[Date Prev][Date Next][Thread Prev][Thread Next][Date Index][Thread Index]
Re: [Condor-users] Looking for something like CpuBusy for Disk
- Date: Fri, 03 Sep 2010 12:24:55 -0700
- From: Lans Carstensen <Lans.Carstensen@xxxxxxxxxxxxxx>
- Subject: Re: [Condor-users] Looking for something like CpuBusy for Disk
Ian Chesal wrote:
On Fri, Sep 3, 2010 at 2:30 PM, Lans Carstensen
The seriously cool way would be to standardize a global resource
classad type and allow for expression logic to have a way to
directly address all resource ads that are deemed to apply to a
particular slot and job.
That certainly takes it a step further. To that end: a way to put *any*
type of ad in to the collector would really be interesting. So you could
collect and reference anything you want and use it during matchmaking
and execution decisions.
Baby steps though. :) I don't want to dream my way out this being possible.
This reminds me that the other way we address the common use case
for this class of problem is with concurrency limits on jobs - but
that doesn't handle slot-level use cases, only job-level ones.

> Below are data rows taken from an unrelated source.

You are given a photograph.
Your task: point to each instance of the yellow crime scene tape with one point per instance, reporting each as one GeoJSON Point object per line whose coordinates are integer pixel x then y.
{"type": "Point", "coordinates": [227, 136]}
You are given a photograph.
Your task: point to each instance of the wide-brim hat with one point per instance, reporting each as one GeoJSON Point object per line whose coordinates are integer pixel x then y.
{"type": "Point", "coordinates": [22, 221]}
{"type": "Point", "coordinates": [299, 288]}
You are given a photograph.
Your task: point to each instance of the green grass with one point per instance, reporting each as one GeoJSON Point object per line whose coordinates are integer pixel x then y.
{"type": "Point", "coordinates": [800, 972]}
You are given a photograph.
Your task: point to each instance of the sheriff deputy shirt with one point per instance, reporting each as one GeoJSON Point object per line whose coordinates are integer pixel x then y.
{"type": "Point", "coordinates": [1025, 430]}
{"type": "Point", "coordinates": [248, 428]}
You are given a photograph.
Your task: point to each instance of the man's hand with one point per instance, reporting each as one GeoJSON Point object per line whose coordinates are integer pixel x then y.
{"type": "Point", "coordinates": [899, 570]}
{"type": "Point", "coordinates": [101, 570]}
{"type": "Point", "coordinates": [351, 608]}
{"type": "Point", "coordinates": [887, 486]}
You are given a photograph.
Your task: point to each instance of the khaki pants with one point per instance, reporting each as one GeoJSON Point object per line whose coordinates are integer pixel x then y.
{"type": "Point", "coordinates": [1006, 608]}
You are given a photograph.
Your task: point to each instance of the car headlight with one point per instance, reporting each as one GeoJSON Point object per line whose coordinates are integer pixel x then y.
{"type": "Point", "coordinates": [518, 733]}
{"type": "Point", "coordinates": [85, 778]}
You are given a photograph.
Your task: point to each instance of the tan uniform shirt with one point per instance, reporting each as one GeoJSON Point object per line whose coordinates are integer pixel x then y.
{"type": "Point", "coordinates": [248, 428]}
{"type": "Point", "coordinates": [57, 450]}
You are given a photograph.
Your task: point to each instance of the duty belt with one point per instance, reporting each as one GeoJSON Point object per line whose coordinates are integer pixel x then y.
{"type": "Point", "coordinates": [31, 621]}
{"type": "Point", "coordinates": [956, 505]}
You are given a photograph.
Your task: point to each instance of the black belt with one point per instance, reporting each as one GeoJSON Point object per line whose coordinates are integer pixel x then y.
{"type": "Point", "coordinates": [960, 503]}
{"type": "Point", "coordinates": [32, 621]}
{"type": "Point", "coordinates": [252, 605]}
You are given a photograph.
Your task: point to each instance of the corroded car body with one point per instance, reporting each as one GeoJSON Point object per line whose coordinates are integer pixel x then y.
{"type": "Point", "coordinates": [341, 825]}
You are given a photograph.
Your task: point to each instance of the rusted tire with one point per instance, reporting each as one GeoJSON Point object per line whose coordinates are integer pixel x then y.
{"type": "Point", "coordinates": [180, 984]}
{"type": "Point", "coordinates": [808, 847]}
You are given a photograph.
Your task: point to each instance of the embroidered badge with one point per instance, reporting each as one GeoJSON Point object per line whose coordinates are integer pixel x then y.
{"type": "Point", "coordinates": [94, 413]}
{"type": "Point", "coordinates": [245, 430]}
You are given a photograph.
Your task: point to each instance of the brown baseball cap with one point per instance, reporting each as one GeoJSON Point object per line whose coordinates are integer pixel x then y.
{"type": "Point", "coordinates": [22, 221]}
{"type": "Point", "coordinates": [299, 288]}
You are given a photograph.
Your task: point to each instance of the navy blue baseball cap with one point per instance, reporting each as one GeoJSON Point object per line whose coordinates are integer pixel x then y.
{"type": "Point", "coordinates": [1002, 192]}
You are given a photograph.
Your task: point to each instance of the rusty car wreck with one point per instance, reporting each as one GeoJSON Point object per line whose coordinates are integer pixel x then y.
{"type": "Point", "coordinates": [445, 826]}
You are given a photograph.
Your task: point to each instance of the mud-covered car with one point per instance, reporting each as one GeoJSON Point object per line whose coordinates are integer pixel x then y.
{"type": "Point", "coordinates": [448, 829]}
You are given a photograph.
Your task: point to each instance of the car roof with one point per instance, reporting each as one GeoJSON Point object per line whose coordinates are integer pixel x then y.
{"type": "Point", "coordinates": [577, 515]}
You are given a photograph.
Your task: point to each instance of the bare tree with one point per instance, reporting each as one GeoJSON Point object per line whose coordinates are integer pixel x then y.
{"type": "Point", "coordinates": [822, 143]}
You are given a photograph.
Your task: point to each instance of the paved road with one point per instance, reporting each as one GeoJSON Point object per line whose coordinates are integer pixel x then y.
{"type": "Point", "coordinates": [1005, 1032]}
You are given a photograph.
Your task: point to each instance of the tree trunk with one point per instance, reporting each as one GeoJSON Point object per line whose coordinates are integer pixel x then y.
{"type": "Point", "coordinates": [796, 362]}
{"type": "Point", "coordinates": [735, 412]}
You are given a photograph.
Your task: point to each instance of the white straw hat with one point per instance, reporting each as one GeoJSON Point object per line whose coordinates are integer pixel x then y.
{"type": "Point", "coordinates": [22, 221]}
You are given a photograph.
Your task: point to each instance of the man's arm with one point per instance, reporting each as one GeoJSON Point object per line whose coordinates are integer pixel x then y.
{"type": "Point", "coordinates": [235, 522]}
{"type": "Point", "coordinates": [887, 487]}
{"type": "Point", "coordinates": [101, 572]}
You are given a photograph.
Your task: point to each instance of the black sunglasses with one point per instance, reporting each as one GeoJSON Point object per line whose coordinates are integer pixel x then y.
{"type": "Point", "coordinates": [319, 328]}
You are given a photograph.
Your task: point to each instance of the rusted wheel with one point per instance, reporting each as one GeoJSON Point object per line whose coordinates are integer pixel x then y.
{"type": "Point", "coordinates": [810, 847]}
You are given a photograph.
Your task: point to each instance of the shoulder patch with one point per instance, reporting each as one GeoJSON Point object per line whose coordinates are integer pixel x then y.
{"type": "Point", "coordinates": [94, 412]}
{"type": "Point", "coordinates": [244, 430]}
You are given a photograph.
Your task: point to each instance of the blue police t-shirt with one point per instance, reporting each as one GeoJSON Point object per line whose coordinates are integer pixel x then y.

Partitionable slot-level resource/concurrency limits would be a
useful addition towards that goal. Then you might want to apply
some feedback mechanism to make the upper bound of that
partitionable slot dynamic based upon some business logic (like a
global resource classad).
Ahh...it's fun to dream. In all honesty though, while it's a bit
cumbersome to setup once, Startd cron jobs can handle a lot of what
we're dreaming about here when it comes to slot-level concurrency
controls. And once you get one set up, the rest follow pretty easily.
True, startd cron's can (and have) been used to do all sorts of things -
but I haven't seen one applied to do host-level concurrency limits
(successfully). The "cron"/timeperiod nature makes doing resource
counters unsafe for resource reservation. Do you have an example of one
of those, or is it (like I currently believe) a gap in functionality
that you end up having to build up custom slot types around to handle?
For instance, say I have a SAN-attached host and want to enable no more
than 3 concurrent SAN IO jobs while also enabling other job types.
Today I'd have to set up a special partitionable slot with a SAN
attribute and start expression to only allow SAN jobs and do something
like dedicating 3 CPU's and some amount of RAM towards that
partitionable slot. Or make 3 SAN slots with dedicated memory
resources. And then add a partitionable slot for all remaining CPU,
memory, and local disk resourcse. There's no way to apply a "SAN"
resource counter, and no way to alter the number "3" live based on
actual SAN link utilization or storage subsystem latency. Right?
If you have a startd cron for that class of use case, we'd be interested
in seeing it. Other competing resource schedulers have host-based
resource counters for this reason.
-- Lans Carstensen